Investor Relations

Corporate Governance

The Directors have established financial controls and reporting procedures which are considered appropriate given the size and structure of the Company. These controls will be reviewed in the light of an acquisition and adjusted accordingly.

The Directors are committed to maintaining high standards of corporate governance, and propose, so far as is practicable given the Company’s size and nature, to comply with the QCA Code.

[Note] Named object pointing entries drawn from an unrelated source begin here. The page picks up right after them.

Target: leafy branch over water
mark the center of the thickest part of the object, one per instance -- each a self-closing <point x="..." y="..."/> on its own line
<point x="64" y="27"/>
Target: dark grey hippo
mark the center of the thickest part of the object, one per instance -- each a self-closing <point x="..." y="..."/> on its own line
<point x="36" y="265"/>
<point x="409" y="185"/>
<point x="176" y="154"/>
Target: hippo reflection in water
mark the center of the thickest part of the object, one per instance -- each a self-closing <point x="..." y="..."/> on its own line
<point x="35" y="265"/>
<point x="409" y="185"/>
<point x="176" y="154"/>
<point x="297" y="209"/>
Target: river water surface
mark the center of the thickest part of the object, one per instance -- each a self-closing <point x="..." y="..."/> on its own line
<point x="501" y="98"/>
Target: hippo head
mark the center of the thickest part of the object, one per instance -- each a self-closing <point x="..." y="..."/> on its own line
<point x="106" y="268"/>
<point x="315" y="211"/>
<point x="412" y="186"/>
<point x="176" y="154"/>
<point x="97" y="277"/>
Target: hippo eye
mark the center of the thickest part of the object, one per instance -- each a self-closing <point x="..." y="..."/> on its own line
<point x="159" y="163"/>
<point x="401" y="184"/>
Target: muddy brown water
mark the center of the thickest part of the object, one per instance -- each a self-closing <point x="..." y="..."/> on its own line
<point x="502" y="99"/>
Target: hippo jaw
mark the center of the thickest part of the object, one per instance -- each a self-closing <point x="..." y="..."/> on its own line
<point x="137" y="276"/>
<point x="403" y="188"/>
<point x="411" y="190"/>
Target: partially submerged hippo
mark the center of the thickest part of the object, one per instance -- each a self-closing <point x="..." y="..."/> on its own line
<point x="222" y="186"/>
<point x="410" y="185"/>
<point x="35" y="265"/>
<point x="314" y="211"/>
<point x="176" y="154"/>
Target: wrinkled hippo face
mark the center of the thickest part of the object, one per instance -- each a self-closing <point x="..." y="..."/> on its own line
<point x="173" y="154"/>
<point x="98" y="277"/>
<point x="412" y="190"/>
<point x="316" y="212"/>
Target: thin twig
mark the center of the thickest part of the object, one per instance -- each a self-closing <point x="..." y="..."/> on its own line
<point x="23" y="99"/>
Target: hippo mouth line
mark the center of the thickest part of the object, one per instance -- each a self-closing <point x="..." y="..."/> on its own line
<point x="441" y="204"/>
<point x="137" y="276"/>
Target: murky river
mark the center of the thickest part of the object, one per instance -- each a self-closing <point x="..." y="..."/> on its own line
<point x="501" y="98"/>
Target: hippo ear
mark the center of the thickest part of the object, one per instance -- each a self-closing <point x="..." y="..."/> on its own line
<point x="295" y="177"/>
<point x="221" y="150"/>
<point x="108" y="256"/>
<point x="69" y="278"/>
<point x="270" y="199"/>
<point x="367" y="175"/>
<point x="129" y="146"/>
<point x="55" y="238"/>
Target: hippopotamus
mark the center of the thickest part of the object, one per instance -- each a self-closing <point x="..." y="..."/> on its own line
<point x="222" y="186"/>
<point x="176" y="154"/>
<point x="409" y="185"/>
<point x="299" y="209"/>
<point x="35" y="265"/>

In particular, despite not being a requirement for a company incorporated in the BVI, it is the policy of the Company to lay the annual audited accounts before all Shareholders at an annual general meeting no later than six months after the close of the previous financial year. However, at present, due to the size of the Company, the Directors acknowledge that adherence to certain other provisions of the QCA Code may be delayed until such time as the Directors and their advisors are able to fully adopt them. The Directors intend to establish remuneration and audit committees.

Audit committee

The audit committee, which will comprise Ross Warner and Charles Wood, will have the primary responsibility for monitoring the quality of internal control and ensuring that the financial performance of the Company is properly measured and reported on and for reviewing reports from the Company’s auditors relating to the Company’s accounting and internal controls. The committee will also be responsible for making recommendations to the Board on the appointment of auditors and the audit fee and for ensuring the financial performance of the Company is properly monitored and reported.

Remuneration committee

The remuneration committee, which will comprise Ross Warner and Charles Wood, will be responsible for the review and recommendation of the scale and structure of remuneration for senior management, including any bonus arrangements or the award of share options with due regard to the interests of the shareholders and the performance of the Company.

Share dealing code

The Company has adopted a share dealing code of directors’ dealings appropriate for a company whose shares are admitted to trading on AIM and will take all reasonable steps to ensure compliance by the Directors and any relevant individuals. The share dealing code will prevent the Directors and applicable employees from dealing in Shares during close periods in accordance with Rule 21 of the AIM Rules.